Officials from the Congolese Airways Authority and the aviation authority of the Democratic Republic of Congo work on the scene where a small plane belonging to the Congolese company Kin Avia crashed Wednesday.
The plane descended a few minutes after taking off from Kavumu airport near Bukavu, capital of South Kivu province, in the east of the country about 1,500 km east of Kinshasa.
The small turboprop Let L-410 aircraft crashed at about noon (10:00 GMT).
Mugoli Bujiriri, a Bukavu Red Cross volunteer, described the horrific scene.
"When we arrived we removed the bodies that were in the rubble. One had lost his head, one had been cut in two. It was horrible. All of them were dead, unfortunately.
"We took the bodies to the Pakistani UN camp close to the scene. And now, a MUNUSCO (UN mission) ambulance has just taken all the bodies to the town of Bukavu."
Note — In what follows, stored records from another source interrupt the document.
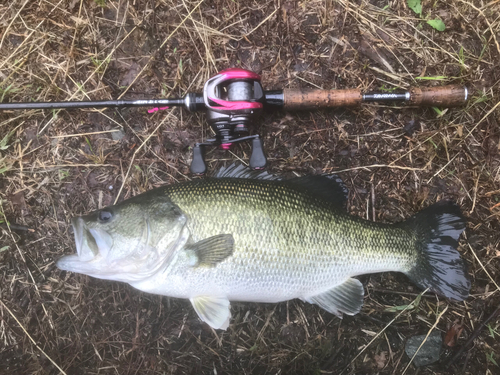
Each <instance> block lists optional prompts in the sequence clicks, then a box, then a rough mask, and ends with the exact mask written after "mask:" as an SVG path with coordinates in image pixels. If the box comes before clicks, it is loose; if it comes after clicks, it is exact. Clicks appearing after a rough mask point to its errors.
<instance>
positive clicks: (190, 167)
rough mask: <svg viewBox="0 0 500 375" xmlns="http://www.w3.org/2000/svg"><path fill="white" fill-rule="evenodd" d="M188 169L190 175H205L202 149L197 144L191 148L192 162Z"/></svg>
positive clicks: (205, 166) (198, 145) (204, 166)
mask: <svg viewBox="0 0 500 375" xmlns="http://www.w3.org/2000/svg"><path fill="white" fill-rule="evenodd" d="M189 169H190V171H191V173H192V174H205V173H206V171H207V165H206V164H205V156H204V155H203V148H202V147H201V146H200V145H199V144H198V143H197V144H195V145H194V147H193V160H192V161H191V166H190V167H189Z"/></svg>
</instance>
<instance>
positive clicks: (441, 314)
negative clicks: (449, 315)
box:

This type of small aircraft is the main means of transporting basic necessities and minerals in the landlocked east of the democratic republic of congo.
The L-410 is a twin-engine turboprop built by the Czech firm Let and put into service in the early 1970s. It can carry 15 to 19 passengers or cargo.
"It was a cargo flight," Erik Jacobs, general manager of Kin Avia, told AFP, who was contacted by AFP shortly afterwards by phone in Kinshasa.
Investigators seek to ascertain the root cause of the cargo flight's crash in which All three people aboard, "The Russian pilot, the Congolese co-pilot and a passenger lost their lives.
South Kivu provincial authorities and state television RTNC cited the same toll.